Он закрыл глаза, чтобы не прочитать третий плакат, но из любопытства все-таки приоткрыл их — и схватился за сердце.

— Вот как? У Художника — успех? — спросил он, весело улыбаясь. — А мне что за дело? Кстати, хотелось бы поговорить с тобой, Лекарь-Аптекарь. Как ты вообще? Как делишки?

— Да-с, успех! — собравшись с духом, закричал Лекарь-Аптекарь. — Надо читать газеты! За «Портрет жены» он получил Большую Золотую Медаль. Пройдет тысяча лет, а люди все еще будут смотреть на его картину. Кстати, он и не думал умирать.

— Вот как?

— Да-с. Вчера купался. Ныряет, как рыба! Что, завидно?

Великий Завистник неловко усмехнулся:

— Ничуть.

— Счастливых много! — крикнул Портной. — Я, например, влюблен и на днях собираюсь жениться!

И они наперебой стали кричать ему о том, что все хорошо. А так как он был Великий Нежелатель Добра Никому, зависть, которой было полно его сердце, выплеснулась с такой силой, что он даже почувствовал ее горечь во рту.

— Папочка, пойдем домой, — испуганно взглянув на него, прошептала Лора.

Теперь кричали все, даже Гусь, который перекинулся к Лекарю-Аптекарю — просто на всякий случай.

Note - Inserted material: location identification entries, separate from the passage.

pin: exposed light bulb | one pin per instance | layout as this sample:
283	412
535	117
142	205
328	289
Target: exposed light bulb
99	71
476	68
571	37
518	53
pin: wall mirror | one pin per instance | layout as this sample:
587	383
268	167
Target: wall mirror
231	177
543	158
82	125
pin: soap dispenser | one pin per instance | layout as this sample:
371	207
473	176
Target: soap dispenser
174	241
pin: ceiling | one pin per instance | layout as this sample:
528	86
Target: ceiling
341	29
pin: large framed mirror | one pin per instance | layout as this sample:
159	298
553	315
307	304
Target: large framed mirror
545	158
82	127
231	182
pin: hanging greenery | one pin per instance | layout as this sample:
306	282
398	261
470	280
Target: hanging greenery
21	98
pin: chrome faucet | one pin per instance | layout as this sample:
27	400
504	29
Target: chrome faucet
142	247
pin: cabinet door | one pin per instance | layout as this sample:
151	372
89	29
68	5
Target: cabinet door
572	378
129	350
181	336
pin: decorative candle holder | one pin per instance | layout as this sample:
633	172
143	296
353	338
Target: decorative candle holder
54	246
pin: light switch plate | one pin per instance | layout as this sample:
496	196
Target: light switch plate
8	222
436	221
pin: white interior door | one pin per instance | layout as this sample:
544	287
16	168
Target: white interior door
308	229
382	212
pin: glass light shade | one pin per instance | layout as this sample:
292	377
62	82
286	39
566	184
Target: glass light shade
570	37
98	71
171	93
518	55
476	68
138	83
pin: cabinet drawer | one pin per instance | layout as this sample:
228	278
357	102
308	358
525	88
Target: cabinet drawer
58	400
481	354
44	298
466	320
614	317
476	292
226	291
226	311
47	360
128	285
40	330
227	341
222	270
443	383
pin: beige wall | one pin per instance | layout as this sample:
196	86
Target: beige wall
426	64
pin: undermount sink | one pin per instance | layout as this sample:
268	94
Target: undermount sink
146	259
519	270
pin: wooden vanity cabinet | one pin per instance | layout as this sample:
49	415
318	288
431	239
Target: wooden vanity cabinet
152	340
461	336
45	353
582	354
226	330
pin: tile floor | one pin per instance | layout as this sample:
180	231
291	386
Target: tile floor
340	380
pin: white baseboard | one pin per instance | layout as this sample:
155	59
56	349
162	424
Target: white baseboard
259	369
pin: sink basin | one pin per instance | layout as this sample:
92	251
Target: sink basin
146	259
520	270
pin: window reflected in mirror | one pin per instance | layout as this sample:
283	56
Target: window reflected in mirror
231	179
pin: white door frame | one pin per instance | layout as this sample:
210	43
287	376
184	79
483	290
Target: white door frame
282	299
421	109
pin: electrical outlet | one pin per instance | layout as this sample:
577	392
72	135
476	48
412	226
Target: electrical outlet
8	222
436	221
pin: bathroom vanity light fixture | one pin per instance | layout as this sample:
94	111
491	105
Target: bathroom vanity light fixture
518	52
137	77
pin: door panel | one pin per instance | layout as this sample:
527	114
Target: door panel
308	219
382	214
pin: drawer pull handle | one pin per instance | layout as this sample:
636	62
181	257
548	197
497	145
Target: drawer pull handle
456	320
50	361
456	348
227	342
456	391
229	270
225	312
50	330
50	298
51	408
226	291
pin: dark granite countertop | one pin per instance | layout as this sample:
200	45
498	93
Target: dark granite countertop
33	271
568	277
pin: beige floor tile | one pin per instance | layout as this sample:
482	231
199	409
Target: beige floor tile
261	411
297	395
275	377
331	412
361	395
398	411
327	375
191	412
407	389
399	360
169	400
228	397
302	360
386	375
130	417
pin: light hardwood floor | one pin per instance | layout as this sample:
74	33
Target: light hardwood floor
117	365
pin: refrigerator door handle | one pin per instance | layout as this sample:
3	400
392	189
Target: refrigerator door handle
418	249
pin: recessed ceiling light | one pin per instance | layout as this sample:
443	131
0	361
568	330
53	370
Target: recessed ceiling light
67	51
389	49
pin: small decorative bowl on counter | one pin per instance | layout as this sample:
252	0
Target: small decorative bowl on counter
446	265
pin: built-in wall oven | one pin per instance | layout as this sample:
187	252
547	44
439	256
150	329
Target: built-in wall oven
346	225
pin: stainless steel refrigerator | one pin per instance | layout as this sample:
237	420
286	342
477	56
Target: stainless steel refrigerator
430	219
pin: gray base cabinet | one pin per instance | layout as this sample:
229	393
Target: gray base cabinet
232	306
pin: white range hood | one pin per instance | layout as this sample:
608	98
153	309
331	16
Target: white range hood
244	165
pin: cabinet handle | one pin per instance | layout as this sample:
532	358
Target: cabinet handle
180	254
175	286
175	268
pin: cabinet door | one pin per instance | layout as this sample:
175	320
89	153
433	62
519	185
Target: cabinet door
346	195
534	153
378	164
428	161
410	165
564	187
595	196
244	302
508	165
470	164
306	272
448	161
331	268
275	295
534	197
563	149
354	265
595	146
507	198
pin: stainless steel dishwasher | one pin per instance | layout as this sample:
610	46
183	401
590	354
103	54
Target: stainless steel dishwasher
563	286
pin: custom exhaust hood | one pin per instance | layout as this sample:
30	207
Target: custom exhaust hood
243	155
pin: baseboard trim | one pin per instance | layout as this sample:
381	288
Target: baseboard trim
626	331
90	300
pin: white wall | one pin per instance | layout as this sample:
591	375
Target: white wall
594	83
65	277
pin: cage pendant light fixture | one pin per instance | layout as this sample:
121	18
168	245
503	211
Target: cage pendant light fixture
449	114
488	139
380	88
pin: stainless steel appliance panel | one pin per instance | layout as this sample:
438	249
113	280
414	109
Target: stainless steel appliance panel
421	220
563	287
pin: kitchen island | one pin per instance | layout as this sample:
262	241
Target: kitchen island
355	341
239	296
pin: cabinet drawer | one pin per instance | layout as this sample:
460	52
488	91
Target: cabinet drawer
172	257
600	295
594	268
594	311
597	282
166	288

— Твои чудеса никому не нужны! У нас есть свои, почище!

— Все к лучшему!

— Что, завидно? Потолстел, негодяй!

— Подожди, еще не такое услышишь!

И он действительно потолстел. Пиджак уже трещал по всем швам, от жилета отлетели пуговицы. Посреди двора стоял толстяк на тонких ногах, с маленькой, втянутой в плечи головкой.

— Ох! — простонал он. — Пояс! Верните мне пояс!

— Обойдешься подтяжками! — крикнул Гусь. — Странно, дался ему этот пояс!

Лекарь-Аптекарь засмеялся.

— Я разрезал твой пояс большими портняжными ножницами на мелкие кусочки, — сказал он.

— Не верю!

Он хотел уничтожить их взглядом, но сил уже не было, и только дверь, на которую он мельком взглянул, с грохотом сорвалась с петель.

— Не может быть, — прошептал он. — Не может быть, что все это правда! Счастливых нет! Все — плохо и будет хуже и хуже! Портной женится и будет несчастен! Лошадь останется Лошадью! Из мальчишки вырастет негодяй! Художник умрет! Я не лопну. Ах!